Reading Online Novel

This All Happened(30)



            Maisie’s upset it didnt work out.

            She’s upset about the rumours.

            I can’t stop rumours.

            Me: Let’s call her now.

            You think so?

            Yes, let’s do it.

            Oliver calls and says hi, expectantly. I’m leaning against the wall, holding our pints. He says, Maisie, do you think we’ll get along okay? Youve forgiven me?

            He nods at me.

            How am I? Well, I’m just startled at the ferocity of your anger.

            No, no, no, I mouth, and spill the pints. But by now the phone is a foot away from Oliver’s ear and even then you can hear her.

            30 Oliver Squires, Lydia says, is a cynic. Yet he’s a purveyor of honesty. He has a way of using phrases that are not cliche but are found in phrase books, a conversational gambol using more intelligent cliches. He likes the word peccadillos. He uses words like malfeasance and anomie and confesses to lacking secular connections.

            Lydia: He has a wicked tongue. If you hurt him he will betray you.

            Me: I left him still pacing the snooker table. Bewildered that Maisie has left him. And then, almost in the same breath, he’s perplexed that the Canadiens can’t seem to score goals in March. There is no variation in the weight he puts on problems.

            Lydia: Men are like that.

            31 Sometimes, to be squeezed shoulder to shoulder in a kitchen party, the frenetic energy of bodies, the physical pull and tug and unanimous decision to be frenzied and fun and enjoy being incarnate. Earl Quigley is back from a conference in Santa Fe, and he is telling me about the true size of the universe. This is the man Lydia spent four years of her life with. I’ve had a few, so I can relax and almost pretend I am Lydia. There is something enjoyable in being Lydia in her past life, something revealing. Then Iris interrupts to say the caplin are so small these days and they used to come in June but now they roll in July. Maisie Pye, who has decided to appear and I’m glad of that, says Random House is interested and Wilf Jardine is being encouraged to play an original. Wilf is drinking tequila, lime soda, and ice.
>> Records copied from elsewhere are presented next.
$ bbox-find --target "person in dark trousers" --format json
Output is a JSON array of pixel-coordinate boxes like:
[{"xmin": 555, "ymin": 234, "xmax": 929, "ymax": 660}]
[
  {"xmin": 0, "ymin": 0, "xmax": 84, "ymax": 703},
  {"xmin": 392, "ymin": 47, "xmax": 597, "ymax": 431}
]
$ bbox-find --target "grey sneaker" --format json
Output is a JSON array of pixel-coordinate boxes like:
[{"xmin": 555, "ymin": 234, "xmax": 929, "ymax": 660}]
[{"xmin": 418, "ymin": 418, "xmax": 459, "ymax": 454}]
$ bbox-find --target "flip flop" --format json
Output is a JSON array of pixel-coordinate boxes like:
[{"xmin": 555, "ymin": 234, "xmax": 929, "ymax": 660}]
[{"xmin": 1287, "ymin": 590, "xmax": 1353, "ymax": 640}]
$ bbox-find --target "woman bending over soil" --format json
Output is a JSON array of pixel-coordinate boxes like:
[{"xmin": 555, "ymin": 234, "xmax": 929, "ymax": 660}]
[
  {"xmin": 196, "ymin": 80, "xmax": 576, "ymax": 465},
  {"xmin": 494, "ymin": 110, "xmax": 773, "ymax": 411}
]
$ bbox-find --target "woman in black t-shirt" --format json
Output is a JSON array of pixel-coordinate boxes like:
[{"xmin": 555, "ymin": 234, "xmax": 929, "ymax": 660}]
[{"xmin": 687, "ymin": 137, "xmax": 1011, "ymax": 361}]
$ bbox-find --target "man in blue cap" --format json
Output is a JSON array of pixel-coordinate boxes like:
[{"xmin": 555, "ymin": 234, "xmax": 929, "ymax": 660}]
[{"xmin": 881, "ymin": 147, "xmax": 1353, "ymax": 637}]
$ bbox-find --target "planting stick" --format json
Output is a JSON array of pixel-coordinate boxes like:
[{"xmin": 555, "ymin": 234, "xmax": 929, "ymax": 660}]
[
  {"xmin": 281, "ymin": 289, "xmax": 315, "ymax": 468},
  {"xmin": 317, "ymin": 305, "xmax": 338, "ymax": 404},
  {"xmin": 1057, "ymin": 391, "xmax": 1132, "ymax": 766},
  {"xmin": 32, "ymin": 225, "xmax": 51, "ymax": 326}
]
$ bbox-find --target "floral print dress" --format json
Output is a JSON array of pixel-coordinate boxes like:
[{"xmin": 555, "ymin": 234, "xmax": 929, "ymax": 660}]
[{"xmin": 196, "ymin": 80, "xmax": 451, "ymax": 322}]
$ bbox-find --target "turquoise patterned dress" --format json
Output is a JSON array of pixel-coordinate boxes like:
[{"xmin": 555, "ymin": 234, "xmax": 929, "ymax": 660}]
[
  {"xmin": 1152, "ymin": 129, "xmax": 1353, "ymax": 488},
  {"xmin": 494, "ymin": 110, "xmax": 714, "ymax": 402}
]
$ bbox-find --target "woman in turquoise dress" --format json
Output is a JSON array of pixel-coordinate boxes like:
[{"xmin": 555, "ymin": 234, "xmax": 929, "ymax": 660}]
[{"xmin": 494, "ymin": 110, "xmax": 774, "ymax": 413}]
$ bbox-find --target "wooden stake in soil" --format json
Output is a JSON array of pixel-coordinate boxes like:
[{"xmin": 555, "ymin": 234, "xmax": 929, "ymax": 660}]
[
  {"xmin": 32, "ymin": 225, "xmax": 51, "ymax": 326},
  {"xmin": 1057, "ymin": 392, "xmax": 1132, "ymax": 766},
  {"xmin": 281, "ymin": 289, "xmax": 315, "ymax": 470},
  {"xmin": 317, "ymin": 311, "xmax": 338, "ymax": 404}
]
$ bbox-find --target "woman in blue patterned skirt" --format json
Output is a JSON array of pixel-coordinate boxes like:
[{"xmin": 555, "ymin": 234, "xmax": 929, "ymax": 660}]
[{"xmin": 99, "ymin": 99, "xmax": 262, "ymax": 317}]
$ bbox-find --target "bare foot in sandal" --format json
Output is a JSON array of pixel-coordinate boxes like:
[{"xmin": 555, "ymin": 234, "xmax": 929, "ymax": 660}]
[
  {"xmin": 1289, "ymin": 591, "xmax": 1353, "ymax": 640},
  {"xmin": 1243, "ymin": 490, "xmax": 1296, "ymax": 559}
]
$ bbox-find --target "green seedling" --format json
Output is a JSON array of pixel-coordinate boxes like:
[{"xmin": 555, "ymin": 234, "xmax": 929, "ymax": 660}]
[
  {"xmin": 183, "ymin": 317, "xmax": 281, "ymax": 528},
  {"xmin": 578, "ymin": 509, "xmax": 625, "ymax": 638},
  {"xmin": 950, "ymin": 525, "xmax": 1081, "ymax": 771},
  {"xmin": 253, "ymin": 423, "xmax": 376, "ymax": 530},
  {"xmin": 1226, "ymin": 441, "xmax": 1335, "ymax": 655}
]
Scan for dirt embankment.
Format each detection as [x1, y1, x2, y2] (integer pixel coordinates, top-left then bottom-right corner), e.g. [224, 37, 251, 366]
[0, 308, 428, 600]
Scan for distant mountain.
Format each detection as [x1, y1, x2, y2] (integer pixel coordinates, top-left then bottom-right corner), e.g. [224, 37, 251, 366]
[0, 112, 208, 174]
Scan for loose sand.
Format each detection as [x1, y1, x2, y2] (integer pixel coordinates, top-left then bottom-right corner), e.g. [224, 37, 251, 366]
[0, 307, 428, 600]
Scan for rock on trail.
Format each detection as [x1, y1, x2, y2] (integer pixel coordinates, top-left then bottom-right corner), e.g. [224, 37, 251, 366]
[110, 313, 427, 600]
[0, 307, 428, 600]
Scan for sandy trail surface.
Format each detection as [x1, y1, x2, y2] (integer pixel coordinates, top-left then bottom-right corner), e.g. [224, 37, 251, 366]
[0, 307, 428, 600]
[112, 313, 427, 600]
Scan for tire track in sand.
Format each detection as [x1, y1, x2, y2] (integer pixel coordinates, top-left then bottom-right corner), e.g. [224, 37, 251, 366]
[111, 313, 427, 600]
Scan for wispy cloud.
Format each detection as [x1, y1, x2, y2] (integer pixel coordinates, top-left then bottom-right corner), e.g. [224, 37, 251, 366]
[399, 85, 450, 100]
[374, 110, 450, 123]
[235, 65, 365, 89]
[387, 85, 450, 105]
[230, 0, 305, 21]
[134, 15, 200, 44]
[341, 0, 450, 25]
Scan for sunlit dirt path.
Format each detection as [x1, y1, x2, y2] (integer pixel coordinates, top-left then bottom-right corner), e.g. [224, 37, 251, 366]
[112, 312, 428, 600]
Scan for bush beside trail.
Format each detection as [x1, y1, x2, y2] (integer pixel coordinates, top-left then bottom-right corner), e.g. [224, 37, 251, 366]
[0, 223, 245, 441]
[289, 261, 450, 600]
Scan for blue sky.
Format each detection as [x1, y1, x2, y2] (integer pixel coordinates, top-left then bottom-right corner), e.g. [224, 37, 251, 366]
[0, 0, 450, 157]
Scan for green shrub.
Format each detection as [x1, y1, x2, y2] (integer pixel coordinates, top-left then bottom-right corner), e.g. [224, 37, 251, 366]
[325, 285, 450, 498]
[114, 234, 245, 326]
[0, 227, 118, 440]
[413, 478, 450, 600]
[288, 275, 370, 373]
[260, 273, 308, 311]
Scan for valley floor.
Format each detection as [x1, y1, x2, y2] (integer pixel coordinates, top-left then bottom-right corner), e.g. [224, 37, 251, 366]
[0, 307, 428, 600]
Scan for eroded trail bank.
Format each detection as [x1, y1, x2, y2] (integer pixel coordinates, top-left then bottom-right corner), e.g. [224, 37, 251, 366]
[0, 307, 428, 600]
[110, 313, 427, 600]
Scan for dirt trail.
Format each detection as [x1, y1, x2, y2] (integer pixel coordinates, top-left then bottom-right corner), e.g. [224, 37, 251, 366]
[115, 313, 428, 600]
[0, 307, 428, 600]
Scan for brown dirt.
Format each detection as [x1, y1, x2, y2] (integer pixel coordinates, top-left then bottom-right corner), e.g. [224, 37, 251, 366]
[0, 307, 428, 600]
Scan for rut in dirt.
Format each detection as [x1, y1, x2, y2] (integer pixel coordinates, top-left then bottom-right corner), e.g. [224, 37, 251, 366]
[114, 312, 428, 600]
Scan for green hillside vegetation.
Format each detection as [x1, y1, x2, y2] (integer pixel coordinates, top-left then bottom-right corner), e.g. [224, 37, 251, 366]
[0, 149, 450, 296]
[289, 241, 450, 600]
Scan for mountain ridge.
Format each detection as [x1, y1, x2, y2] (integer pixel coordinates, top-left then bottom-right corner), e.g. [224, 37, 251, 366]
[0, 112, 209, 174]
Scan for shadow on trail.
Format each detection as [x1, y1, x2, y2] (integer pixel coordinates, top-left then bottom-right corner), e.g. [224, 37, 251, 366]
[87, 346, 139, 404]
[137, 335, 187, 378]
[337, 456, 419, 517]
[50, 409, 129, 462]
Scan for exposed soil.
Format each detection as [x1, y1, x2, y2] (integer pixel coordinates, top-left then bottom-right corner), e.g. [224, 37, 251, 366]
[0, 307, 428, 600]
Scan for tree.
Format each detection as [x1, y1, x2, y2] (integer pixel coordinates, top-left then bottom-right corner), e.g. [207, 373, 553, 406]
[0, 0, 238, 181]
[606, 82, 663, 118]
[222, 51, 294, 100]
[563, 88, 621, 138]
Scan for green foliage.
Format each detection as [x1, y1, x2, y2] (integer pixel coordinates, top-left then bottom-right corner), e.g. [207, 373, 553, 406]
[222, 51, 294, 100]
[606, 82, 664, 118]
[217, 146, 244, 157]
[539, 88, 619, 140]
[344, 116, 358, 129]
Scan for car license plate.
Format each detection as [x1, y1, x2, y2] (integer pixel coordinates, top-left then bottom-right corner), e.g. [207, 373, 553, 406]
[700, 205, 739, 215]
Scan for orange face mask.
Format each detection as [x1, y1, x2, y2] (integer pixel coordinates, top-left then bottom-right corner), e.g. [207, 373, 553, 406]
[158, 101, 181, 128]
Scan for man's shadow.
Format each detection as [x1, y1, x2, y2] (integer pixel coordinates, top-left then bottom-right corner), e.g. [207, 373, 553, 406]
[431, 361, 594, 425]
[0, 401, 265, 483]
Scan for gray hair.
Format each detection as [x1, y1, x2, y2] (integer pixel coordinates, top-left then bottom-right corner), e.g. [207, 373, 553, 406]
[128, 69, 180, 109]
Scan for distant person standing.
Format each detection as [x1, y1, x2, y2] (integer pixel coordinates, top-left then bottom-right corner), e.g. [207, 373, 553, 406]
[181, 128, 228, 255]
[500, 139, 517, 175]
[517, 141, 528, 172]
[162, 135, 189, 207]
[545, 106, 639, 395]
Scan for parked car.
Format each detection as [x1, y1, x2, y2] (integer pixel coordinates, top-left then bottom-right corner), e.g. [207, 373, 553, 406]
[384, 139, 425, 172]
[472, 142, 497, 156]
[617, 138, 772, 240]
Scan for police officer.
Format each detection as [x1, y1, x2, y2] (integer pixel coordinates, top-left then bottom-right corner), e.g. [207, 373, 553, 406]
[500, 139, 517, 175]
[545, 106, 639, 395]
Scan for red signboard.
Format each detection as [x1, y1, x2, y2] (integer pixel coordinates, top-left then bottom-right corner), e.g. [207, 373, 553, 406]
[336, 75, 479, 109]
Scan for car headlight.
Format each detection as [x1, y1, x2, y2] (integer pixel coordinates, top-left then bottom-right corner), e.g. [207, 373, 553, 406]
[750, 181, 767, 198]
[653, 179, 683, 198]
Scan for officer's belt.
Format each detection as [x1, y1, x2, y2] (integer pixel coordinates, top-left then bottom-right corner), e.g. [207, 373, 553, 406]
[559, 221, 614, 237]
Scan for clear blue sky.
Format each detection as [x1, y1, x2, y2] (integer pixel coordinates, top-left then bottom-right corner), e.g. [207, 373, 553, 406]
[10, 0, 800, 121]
He says, you know how they say there’s a fork in the woods or you walk down the road less travelled or you can’t see the woods for the trees. Well I’m saying I just went bombing down the road and never saw any woods at all.

            By two the party dwindles to a fortress of stalwarts in my kitchen. I have begged Lydia not to go but she has a meeting in the morning, so I kiss her goodnight and she is sharing a cab with Maisie Pye and Craig Regular. I have watched her look at Craig Regular all night and, because he is so tall, her look can be mistaken for admiration. I return to Earl’s attention. Earl is on the phone to Casino taxi, ordering rye whisky.

            There are just the four of us left―Earl, Max, Iris, and me―with this twenty-six-ouncer of rye and excuse me I must piss in the garden oh what a night the double daylight breaking over Cabot Tower.

            While I’m pissing Iris sits on the steps. She says an old boyfriend of hers, a marine biologist, buried a dolphin under a rose bush. This boyfriend used to bring her flowers he’d stolen from cemeteries.

            I wake at noon on the living-room couch. Upstairs in my bedroom Earl and Max are snoring hard. Iris makes me a hot cup of tea with lots of canned milk and two slices of toast with butter.





April


            1 Lydia had spilled wax on the sleeve of her astrakhan. She lays the coat on the floor, takes a piece of butcher paper, and irons it to the sleeve. Kneeling over the coat, sun shining branches into solids and shadows over her head. The wax melts into the butcher paper, the grease of an animal.

            2 There has been an absence of wind for more than a day. How rested the trees look, the harbour. Like horses. Patient horses.